Elaborado pela Assessora Jurídica: Marli Soares Souto

 

A 4ª Turma do Tribunal Superior do Trabalho, na decisão exarada em 16/09/20, no processo nº 425-24.2018.5.12.0006, através do ministro relator, Alexandre Luiz Ramos, reconheceu a existência de transcendência jurídica de recurso de revista que questiona a aplicação do artigo 791-A, parágrafo 3º, da CLT, em reclamação trabalhista ajuizada após a reforma trabalhista (Lei 13.467/2017).

Quanto à aplicação do artigo celetista acima citado, após a reforma trabalhista, o C.TST, assim, se posicionou nos autos: … tratando-se de reclamação trabalhista ajuizada após a vigência da Lei 13.467/2017, como no presente caso, deve ser aplicado o disposto no artigo 791-A, e parágrafos, da CLT, sujeitando-se a parte reclamante à condenação em honorários de sucumbência , mesmo sendo beneficiária da gratuidade de justiça. Nos termos do artigo 791-A, § 3º, da CLT, quando houver procedência parcial da causa o juiz deverá definir honorários de sucumbência recíproca.

Ou seja, na prática, a decisão do TST afasta a hipótese de que o trabalhador não irá pagar honorários caso o pedido formulado em sua reclamação trabalhista seja julgado parcialmente procedente.

Sendo assim, de acordo com o entendimento da Corte, se o reclamante é sucumbente em parte dos pedidos disposto na petição inicial, ele está sujeito ao pagamento de honorários advocatícios aos advogados da parte reclamada.

Para Ricardo Calcini, professor de pós-graduação da FMU e organizador do e-book Coronavírus e os Impactos Trabalhistas, com essa decisão, se o autor de um processo formular uma pretensão no valor de R$10 mil e tiver ganho de causa de R$ 3 mil, terá que arcar com a verba honorária sucumbencial pela diferença de R$ 7 mil, calculada entre 5% e 15%.

“O julgado é impactante em todos os processos trabalhistas, pois, até então, juízes e tribunais estavam decidindo que o trabalhador apenas arcaria com os honorários devidos ao advogado da empresa na hipótese em que seu pedido fosse julgado integralmente improcedente”, explica.

“Fixa-se o entendimento no sentido de que, se a reclamação trabalhista foi ajuizada após a vigência da Lei nº 13.467/2017, como no presente caso, deve ser aplicado o disposto no art. 791-A, e parágrafos, da CLT, sujeitando-se a parte reclamante à condenação em honorários de sucumbência, mesmo sendo beneficiária da gratuidade de justiça. Sendo assim, se o reclamante é sucumbente em parte dos pedidos disposto na petição inicial, ele está sujeito ao pagamento de honorários advocatícios aos advogados da parte reclamada”, diz trecho da decisão.

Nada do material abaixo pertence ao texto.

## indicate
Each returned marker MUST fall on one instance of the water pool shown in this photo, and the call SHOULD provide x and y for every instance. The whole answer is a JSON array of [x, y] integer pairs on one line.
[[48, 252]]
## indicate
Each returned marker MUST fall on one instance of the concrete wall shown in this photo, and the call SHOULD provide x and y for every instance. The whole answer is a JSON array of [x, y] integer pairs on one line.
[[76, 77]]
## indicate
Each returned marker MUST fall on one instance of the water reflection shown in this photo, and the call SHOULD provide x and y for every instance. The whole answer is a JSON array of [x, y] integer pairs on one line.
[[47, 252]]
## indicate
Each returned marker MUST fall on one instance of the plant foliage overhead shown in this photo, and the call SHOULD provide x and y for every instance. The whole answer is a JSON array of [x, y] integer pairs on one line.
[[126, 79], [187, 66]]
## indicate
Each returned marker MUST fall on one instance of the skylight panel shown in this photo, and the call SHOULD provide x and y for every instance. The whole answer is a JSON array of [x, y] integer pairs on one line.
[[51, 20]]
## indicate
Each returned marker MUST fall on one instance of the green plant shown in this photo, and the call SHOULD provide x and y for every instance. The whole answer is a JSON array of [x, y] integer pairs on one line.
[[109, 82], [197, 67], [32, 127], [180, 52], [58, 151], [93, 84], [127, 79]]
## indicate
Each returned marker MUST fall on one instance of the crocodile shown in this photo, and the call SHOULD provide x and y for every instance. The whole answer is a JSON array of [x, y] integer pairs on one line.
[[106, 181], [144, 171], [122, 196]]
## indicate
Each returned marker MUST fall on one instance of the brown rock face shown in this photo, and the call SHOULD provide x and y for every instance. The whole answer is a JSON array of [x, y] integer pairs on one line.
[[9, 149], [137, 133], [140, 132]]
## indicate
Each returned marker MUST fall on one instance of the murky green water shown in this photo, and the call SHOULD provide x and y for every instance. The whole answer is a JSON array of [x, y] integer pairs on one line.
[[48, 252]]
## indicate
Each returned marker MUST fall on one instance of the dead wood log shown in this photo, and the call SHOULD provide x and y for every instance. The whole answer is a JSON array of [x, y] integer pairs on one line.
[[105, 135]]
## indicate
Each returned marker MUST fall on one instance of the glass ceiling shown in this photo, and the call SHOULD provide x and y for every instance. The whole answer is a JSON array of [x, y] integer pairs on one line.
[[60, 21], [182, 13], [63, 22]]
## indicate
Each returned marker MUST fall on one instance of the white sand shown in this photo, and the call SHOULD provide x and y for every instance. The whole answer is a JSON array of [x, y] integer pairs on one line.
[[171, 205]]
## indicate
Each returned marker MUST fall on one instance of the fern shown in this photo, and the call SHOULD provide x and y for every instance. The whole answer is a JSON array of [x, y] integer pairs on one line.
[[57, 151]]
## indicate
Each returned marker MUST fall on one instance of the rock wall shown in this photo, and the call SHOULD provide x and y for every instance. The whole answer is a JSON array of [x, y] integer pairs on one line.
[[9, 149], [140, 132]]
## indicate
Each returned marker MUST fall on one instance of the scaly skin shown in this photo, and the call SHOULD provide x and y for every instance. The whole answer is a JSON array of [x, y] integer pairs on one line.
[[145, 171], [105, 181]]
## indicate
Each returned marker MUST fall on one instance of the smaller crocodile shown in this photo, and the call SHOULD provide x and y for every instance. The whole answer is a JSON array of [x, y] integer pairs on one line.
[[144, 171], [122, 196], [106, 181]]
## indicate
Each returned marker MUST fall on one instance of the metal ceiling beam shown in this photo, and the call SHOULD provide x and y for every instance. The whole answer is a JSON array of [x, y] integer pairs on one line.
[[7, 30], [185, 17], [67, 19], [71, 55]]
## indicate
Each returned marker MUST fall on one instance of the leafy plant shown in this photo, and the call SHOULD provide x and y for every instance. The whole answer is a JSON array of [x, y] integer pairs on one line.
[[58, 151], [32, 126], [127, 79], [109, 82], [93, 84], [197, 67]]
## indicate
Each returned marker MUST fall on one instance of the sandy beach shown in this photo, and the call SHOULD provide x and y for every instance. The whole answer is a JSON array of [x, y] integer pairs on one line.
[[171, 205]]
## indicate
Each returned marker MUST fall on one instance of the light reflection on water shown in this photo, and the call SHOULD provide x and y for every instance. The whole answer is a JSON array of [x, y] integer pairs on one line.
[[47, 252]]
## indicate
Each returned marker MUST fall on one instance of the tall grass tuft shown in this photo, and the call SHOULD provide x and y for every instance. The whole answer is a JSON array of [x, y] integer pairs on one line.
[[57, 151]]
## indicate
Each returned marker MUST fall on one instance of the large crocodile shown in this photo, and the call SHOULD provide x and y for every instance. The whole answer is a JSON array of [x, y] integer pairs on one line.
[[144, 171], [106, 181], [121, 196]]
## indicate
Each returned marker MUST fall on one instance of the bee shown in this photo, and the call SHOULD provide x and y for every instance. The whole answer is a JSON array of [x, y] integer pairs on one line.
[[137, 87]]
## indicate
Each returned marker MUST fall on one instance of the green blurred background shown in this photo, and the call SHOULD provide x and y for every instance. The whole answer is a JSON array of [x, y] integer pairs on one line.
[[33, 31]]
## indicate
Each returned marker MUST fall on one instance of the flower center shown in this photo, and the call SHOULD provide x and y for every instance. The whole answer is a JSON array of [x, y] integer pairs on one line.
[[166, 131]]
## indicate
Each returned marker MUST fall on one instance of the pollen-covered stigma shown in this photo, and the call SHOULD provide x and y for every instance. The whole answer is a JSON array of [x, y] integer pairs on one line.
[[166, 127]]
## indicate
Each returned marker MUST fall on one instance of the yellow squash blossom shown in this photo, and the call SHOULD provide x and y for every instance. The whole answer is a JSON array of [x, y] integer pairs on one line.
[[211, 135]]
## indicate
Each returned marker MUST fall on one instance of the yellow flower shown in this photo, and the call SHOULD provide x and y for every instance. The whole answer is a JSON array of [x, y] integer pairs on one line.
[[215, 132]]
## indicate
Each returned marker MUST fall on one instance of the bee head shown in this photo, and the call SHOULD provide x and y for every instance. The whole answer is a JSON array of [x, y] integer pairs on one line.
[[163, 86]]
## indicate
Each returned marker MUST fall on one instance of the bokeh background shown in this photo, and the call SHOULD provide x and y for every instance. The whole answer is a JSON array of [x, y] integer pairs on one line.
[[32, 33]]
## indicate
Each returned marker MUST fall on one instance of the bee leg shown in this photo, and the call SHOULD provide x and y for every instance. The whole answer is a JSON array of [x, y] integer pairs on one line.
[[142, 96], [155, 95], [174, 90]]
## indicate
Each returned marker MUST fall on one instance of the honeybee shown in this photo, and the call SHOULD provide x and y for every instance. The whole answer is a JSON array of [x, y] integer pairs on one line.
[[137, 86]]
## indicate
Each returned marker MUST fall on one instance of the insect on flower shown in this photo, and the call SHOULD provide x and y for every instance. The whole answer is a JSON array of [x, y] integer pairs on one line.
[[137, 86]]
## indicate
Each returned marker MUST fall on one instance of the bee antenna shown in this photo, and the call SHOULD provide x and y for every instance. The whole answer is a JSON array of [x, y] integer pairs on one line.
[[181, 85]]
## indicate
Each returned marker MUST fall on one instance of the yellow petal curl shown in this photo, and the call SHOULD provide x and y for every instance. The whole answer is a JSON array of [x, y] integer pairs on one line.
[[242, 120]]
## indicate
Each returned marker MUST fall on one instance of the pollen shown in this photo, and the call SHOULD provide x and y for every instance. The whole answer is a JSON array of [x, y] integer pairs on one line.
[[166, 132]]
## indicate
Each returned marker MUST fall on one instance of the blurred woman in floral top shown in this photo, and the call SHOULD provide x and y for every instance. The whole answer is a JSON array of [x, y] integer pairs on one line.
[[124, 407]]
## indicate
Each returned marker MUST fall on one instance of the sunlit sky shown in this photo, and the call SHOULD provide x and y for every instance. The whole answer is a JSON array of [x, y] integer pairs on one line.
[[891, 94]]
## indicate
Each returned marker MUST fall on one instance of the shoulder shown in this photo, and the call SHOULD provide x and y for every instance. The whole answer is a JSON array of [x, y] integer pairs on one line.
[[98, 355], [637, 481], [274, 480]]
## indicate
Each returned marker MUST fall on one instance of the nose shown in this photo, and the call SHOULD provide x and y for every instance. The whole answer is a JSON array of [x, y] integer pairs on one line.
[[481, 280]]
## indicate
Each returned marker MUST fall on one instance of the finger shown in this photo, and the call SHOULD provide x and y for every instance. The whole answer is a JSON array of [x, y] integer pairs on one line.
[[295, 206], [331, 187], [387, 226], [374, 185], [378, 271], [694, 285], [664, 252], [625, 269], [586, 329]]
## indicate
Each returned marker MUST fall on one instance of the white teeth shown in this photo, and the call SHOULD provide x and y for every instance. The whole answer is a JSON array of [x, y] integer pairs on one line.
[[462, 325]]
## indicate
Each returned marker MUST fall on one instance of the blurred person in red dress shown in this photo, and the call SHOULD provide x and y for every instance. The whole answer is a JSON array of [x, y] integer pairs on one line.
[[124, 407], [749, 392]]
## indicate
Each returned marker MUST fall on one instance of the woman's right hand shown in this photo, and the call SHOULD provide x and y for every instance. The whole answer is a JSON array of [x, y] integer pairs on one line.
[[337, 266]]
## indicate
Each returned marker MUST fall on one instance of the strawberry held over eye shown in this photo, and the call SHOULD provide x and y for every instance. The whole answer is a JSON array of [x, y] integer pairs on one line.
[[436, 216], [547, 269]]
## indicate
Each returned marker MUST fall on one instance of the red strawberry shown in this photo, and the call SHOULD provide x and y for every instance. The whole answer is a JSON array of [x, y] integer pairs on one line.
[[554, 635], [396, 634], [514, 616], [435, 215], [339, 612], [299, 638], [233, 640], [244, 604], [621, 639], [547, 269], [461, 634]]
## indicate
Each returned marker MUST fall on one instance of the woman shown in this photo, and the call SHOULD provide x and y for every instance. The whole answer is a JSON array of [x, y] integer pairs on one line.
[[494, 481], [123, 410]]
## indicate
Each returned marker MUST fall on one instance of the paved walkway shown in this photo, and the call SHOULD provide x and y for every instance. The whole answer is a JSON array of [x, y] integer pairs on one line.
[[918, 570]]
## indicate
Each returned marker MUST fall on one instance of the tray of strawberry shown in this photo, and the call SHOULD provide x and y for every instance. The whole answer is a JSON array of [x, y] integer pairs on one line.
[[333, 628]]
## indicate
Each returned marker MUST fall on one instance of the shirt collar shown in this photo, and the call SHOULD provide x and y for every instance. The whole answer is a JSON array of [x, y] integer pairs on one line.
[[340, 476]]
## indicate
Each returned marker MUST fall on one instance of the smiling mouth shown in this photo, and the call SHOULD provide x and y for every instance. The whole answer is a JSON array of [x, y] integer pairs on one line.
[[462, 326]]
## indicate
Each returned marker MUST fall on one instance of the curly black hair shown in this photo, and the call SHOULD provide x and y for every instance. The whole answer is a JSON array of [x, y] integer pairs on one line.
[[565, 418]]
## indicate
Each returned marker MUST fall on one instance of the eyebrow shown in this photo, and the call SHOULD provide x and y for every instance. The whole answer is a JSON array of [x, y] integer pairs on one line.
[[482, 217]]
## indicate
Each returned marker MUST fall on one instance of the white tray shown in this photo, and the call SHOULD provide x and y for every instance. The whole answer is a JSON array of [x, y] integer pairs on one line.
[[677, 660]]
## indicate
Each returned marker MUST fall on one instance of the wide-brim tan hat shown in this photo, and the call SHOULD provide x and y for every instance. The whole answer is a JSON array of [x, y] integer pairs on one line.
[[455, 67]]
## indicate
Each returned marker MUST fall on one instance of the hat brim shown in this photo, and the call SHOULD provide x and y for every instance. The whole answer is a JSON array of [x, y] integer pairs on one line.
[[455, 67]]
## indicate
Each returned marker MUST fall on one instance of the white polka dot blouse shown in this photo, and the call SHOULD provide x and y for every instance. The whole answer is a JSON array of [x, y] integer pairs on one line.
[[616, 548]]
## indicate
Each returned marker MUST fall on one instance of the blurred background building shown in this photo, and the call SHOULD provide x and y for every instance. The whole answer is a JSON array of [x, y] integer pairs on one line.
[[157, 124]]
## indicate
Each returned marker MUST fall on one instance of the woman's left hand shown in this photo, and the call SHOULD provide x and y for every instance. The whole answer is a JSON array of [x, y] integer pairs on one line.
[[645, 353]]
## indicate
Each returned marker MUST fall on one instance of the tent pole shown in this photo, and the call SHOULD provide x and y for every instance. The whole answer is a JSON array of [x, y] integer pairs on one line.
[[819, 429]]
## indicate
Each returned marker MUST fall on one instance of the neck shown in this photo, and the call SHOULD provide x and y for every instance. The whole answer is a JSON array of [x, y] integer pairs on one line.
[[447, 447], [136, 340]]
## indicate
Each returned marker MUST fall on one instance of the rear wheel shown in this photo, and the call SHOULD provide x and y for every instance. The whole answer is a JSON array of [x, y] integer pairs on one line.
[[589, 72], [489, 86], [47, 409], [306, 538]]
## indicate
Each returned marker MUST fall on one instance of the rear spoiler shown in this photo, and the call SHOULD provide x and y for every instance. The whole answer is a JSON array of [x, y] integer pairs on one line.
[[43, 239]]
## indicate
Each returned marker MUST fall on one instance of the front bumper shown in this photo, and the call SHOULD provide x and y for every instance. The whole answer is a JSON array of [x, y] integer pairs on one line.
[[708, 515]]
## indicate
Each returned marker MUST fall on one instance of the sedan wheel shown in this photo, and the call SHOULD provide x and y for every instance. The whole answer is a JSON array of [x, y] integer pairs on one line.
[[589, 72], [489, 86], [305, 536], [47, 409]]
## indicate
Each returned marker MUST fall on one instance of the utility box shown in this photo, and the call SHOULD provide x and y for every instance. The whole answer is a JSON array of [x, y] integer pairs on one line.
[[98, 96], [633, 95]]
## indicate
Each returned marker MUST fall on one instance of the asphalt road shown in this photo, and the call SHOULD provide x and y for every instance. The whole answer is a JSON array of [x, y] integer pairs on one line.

Para Calcini, a decisão do TST é fundamental, por exemplo, para disciplinar ações de dano moral. “Sucumbência em nada se relaciona com valores, pois, do contrário, numa situação hipotética, provada em juízo uma lesão que gerou a indenização reparatória, necessariamente o magistrado teria que aceitar o montante indicado na prefacial. E isso, na prática, transformaria as indenizações por danos morais em verdadeiras loterias, com o acolhimento de pedidos com a indicação de milhões de reais, em total descompasso com os princípios constitucionais da razoabilidade e da proporcionalidade”, argumenta.

Assim, no processo em comento, o reclamante foi condenado … ao pagamento de honorários advocatícios, correspondente a 15% do valor relativo à parte em que ficou vencido, conforme for apurado em liquidação de sentença. Sendo o reclamante beneficiário da justiça gratuita, deverá ser observado o disposto no § 4º, do art. 791-A, da CLT. (grifamos) 

Entretanto, é importante ressaltar, que, no caso concreto, o Ministro relator estabeleceu a aplicação do parágrafo 4º do artigo 731-A da CLT, que prevê a suspensão do pagamento dos honorários quando o trabalhador for beneficiário da justiça gratuita e não tiver créditos na mesma ação ou em outra para arcar com  os honorários.

Esta suspensão do pagamento, inicialmente, é válida por dois anos, todavia, pode se tornar definitiva se, após esse intervalo, o trabalhador continuar sob condição de insuficiência de recursos financeiros.